AVX = 1 | AVX2 = 1 | AVX512 = 0 | AVX512_VBMI = 0 | AVX512_VNNI = 0 | FMA = 1 | NEON = 0 | ARM_FMA = 0 | F16C = 1 | FP16_VA = 0 | WASM_SIMD = 0 | BLAS = 1 | SSE3 = 1 | SSSE3 = 1 | VSX = 0 | 


In [None]:
def response(query,max_tokens=128,temperature=0,top_p=0.95,top_k=50):
    model_output = llm(
      prompt=query,
      max_tokens=max_tokens,
      temperature=temperature,
      top_p=top_p,
      top_k=top_k
    )

    return model_output['choices'][0]['text']

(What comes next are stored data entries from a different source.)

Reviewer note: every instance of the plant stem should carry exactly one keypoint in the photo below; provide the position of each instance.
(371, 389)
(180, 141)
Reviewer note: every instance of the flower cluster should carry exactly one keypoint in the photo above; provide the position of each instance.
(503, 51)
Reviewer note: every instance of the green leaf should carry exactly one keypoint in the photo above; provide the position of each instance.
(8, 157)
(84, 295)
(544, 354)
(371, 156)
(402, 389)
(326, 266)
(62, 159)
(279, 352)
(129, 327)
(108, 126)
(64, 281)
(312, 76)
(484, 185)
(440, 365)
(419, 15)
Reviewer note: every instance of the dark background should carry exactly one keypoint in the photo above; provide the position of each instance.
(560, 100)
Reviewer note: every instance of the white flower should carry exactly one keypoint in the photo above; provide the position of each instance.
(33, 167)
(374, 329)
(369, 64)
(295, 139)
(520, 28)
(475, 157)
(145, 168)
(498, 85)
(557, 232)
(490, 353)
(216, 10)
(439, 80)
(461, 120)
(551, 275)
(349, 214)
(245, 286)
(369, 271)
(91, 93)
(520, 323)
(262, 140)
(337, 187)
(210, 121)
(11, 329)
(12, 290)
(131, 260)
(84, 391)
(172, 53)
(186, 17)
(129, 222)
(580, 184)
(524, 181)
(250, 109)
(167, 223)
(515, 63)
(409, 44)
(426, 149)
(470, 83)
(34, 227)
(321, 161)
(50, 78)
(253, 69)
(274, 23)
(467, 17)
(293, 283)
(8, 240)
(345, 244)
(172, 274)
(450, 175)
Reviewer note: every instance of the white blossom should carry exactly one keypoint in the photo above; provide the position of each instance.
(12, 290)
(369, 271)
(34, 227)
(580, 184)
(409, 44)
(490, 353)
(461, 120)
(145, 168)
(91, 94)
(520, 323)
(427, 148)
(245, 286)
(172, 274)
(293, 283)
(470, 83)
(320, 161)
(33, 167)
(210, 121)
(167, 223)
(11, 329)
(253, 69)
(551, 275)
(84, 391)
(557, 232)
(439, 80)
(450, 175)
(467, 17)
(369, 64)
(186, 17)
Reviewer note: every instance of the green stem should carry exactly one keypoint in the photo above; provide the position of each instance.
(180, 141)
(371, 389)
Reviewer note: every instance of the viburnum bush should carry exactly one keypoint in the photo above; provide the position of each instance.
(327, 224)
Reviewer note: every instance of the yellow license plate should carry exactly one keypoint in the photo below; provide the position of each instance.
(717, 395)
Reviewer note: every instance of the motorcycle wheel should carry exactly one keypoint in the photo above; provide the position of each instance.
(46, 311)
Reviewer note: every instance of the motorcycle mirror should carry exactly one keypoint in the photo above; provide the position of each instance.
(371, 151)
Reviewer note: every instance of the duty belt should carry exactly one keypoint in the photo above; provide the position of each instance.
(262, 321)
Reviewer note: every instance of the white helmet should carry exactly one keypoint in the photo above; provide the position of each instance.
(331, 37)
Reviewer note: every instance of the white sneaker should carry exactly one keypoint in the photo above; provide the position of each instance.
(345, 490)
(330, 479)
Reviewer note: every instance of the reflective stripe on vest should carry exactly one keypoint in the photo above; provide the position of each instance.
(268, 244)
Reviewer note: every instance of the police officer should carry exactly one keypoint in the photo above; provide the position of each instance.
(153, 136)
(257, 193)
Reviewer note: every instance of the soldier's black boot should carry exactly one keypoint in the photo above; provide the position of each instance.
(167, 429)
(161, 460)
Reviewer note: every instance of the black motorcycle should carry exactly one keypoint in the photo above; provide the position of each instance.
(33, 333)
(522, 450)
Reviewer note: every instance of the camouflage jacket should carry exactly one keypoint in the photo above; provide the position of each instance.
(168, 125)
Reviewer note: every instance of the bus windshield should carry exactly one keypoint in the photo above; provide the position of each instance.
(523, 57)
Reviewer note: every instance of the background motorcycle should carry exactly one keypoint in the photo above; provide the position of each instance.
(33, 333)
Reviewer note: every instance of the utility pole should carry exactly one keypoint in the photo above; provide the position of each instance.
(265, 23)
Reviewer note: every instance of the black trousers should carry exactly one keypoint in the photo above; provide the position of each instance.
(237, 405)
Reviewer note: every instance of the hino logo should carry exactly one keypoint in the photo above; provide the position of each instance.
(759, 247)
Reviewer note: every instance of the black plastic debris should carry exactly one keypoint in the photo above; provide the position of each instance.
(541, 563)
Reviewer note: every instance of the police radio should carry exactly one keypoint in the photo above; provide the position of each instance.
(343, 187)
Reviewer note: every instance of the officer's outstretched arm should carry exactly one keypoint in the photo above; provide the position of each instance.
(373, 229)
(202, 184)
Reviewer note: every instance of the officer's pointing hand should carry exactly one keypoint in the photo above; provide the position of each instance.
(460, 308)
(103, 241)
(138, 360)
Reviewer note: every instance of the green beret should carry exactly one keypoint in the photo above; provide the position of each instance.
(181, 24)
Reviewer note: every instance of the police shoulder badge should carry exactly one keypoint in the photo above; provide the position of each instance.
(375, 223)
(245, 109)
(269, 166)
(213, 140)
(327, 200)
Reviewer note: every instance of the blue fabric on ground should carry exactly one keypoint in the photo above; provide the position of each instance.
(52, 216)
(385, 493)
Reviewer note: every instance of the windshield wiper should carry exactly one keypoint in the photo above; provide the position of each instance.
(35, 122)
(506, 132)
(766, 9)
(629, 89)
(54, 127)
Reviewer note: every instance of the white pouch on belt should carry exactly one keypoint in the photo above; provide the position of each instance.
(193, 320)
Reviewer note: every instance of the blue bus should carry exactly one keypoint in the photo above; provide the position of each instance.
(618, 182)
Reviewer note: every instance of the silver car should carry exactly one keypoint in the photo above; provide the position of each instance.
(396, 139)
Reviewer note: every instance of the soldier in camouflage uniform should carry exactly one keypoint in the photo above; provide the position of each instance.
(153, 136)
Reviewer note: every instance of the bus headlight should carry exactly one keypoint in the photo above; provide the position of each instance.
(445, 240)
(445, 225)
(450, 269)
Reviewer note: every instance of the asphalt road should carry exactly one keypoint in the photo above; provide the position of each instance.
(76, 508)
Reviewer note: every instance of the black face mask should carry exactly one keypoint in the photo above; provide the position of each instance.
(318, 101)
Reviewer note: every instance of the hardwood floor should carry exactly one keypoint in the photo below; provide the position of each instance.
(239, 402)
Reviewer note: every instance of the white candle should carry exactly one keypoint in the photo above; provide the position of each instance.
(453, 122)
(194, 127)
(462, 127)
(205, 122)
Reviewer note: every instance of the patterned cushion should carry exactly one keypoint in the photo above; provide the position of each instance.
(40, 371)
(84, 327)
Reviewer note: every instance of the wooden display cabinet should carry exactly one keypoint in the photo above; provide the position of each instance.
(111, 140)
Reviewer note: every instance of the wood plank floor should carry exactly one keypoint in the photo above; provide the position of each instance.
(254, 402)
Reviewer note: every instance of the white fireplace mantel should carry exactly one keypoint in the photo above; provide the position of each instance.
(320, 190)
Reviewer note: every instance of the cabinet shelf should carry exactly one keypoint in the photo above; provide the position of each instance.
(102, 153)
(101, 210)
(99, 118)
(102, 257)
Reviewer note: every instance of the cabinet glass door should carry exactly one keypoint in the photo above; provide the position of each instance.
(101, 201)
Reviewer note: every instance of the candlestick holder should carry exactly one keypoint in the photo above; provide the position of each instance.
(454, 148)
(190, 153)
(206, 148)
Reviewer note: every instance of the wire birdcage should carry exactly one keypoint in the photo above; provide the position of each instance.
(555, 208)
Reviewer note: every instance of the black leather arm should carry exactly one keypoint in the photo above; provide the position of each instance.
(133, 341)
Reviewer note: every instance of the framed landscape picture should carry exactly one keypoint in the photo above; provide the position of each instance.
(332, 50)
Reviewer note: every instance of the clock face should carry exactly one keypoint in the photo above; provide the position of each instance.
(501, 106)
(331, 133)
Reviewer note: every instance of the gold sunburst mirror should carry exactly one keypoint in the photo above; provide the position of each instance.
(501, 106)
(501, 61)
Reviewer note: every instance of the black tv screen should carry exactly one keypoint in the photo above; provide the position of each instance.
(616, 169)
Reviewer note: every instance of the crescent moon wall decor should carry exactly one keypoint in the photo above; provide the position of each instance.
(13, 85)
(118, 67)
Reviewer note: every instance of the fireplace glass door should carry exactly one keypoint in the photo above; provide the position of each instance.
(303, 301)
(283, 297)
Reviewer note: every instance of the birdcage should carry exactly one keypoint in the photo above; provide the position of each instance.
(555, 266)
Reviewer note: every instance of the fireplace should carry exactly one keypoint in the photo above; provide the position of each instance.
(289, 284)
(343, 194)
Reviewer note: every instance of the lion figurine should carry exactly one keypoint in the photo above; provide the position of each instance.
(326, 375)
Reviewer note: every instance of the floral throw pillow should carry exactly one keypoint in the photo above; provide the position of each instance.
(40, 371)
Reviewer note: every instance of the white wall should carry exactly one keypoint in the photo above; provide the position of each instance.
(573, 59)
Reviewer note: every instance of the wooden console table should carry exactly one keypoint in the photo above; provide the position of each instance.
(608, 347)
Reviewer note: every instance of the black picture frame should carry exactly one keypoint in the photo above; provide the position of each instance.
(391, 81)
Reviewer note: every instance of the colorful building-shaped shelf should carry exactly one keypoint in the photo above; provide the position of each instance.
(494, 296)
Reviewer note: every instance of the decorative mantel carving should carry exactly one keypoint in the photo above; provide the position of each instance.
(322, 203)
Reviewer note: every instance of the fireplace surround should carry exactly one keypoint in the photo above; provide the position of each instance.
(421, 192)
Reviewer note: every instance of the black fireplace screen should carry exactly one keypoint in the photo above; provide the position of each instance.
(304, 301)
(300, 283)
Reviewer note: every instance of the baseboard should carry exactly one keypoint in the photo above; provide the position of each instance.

LLM Question Answering – Baseline (No System Prompt)

**Purpose:**  
Establish a baseline for Large Language Model (LLM) responses without predefined role, tone, or style instructions.  
This allows comparison against later runs with structured **system prompts** to evaluate improvements in accuracy, tone, and consistency.

**Approach:**  
- Directly pass user queries to the `response()` function without adding a system-level instruction.  
- Let the LLM interpret the intent and produce answers based solely on the raw question.  

In [None]:
query1 = "What is the protocol for managing sepsis in a critical care unit?"
response1 = response(query1)
print(response1)

In [None]:
# Define the system prompt for the LLM
system_prompt = (
    "You are a knowledgeable and precise medical assistant. "
    "Answer each question accurately based only on reliable medical sources. "
    "Provide step-by-step reasoning where needed, and list treatments or protocols clearly. "
    "If unsure, state that more expert consultation is required."
)

Purpose:
Demonstrate how a carefully crafted system prompt can guide a Large Language Model (LLM) to deliver concise, medically accurate, and structured answers for diverse healthcare-related queries.

In [None]:
user_input = system_prompt + "\n" + "What is the protocol for managing sepsis in a critical care unit?"
response(user_input)

Context Truncation Prevents Model Overload
Dynamically truncating retrieved context to fit within the LLM’s token limit (2300 tokens) avoids runtime errors and optimizes the balance between context depth and model performance.

Prompt Engineering Enhances Answer Quality
Designed system and user prompts that incorporate retrieved context and clarify the assistant’s role improve answer relevance, groundedness, and reduce hallucinations.